Literature
This collection highlights the intellectual range and creative depth of undergraduate work in MIT’s Literature section. Each thesis represents a student’s original contribution to literary scholarship, developed through close reading, research, and critical thinking.
Literature at MIT encourages students to explore texts across time periods, cultures, and media—from ancient epics to contemporary novels, from poetry and drama to film and digital storytelling. Our majors examine how literature reflects and shapes human experience, while engaging urgent questions surrounding identity, race, gender, climate, technology, migration, and memory.

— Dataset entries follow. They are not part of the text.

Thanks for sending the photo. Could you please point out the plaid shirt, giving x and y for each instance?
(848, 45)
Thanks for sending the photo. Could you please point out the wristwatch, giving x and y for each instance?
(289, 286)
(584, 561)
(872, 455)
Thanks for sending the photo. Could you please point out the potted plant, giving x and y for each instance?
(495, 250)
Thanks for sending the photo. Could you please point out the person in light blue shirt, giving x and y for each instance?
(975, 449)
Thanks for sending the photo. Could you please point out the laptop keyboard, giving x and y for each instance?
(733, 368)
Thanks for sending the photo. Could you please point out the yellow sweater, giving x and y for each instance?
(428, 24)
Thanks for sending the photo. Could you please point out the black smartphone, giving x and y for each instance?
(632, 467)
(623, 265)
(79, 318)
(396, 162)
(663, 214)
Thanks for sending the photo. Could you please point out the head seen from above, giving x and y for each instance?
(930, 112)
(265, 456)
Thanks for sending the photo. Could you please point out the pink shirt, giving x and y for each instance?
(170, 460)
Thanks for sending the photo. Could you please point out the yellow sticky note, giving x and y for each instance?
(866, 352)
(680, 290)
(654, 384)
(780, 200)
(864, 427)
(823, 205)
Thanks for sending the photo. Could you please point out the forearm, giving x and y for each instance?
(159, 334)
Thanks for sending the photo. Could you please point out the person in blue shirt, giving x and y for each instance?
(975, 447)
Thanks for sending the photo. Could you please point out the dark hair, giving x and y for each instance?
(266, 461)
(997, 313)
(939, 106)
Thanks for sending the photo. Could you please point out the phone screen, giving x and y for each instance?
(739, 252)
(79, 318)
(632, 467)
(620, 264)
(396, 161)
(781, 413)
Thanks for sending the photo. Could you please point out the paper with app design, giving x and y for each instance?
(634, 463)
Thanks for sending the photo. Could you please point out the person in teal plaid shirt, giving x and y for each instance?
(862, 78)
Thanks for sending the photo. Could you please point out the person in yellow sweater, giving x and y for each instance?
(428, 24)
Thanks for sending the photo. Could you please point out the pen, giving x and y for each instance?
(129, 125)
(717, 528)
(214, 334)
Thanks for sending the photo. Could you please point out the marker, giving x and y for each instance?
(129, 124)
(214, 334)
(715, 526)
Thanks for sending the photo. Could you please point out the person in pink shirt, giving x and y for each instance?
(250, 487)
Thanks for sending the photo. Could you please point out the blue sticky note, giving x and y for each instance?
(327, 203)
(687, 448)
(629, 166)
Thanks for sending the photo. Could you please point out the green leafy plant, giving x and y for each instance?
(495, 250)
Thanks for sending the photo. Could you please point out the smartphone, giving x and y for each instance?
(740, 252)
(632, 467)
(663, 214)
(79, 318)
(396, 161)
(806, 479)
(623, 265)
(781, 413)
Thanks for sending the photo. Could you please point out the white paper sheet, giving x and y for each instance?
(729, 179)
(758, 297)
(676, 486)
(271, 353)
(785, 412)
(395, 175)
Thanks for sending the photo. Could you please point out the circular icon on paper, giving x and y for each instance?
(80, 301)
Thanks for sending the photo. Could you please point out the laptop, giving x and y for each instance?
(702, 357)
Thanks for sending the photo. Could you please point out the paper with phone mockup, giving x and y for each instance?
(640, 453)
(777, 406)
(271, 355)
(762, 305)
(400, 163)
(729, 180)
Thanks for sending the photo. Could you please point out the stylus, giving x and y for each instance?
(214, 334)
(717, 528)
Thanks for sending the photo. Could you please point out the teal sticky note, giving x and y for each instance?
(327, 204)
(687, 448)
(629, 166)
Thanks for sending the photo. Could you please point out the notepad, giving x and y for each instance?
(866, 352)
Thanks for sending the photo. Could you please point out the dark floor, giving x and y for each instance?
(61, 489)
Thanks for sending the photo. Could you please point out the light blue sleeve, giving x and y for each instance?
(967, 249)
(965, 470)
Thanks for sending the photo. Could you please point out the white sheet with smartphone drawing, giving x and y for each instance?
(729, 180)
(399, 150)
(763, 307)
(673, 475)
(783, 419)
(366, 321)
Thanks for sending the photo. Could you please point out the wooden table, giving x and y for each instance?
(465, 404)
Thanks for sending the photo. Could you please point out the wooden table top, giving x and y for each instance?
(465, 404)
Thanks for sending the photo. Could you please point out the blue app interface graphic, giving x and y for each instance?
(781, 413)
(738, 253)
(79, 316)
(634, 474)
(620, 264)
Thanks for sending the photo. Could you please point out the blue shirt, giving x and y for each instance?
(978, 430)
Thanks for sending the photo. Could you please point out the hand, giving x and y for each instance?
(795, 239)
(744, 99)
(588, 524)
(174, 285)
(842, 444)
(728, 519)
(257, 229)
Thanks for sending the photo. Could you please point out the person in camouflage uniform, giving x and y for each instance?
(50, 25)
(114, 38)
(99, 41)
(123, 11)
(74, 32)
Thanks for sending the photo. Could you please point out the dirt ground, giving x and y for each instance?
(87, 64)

These undergraduate theses reflect the department’s commitment to both tradition and innovation. Students often bring interdisciplinary perspectives to their work, drawing connections between literature and science, politics, philosophy, and the arts. The result is a body of scholarship that is thoughtful, original, and deeply engaged with the world beyond the classroom.
Our students are part of a vibrant academic community that values conversation and collaboration. Regular events such as Lit Tea, Pleasures of Poetry, the Ancient and Medieval Studies Colloquium, the People’s Poetry Archive, and the Global Humanities Initiative help foster the creative and intellectual spirit that shapes much of the work represented here.
We invite you to explore these theses as a window into how MIT undergraduates use literature to ask big questions and to imagine new ways of understanding our world.